Presuppositions of Darwinism
by Fr. Kenneth Baker, S.J. | Editorial | Homiletic & Pastoral Review | October 2011
In his textbook, Philosophical Psychology (FSSP, Elmhurst, PA 1999), Prof. D.Q. McInerny lists and evaluates the six presuppositions of Darwinist evolution. The first presupposition is that life came to be, the way it is on earth, through natural means; there is no need for divine intervention, such as we find in the Book of Genesis. The second element is that life arose from non-life. The claim is that, over millions of years, matter became more complex until, by some chance of volcanic activity or lightning, there was a sudden transformation to the organic state, the beginning of life.
The third element is the idea that all life we know on earth is to be traced back to that first primitive form of life. Once life had gained a foothold on earth, there was more complexification until animal life evolved from plant life. After that, the two kingdoms continued to develop over millions of years to produce the many species of plant and animal life, including man.

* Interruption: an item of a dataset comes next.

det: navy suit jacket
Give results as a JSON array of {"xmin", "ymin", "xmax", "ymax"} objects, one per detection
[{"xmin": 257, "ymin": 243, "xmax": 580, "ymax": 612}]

According to the fourth element in the theory, it all began with a simple cell that underwent changes. The multiplicity of species in plants and animals is explained by chance mutation. The mutations, they say, must be small so that the new entity can survive; the change is positive, and gives the new entity an advantage over what went before. It is more suitable to survive, and to propagate others like itself. The improved one survives, and its ancestors do not. The process went on for millions of years to produce all the life forms on earth.
The fifth element is natural selection, or the survival of the fittest. The mutated organisms, that have an enhanced capacity for survival, is what Darwin called natural selection. The fourth and fifth elements are the key to the explanation of why one species is formed into another. So the mutations are necessarily very small, with the process requiring an immense amount of time—millions, and perhaps billions, of years.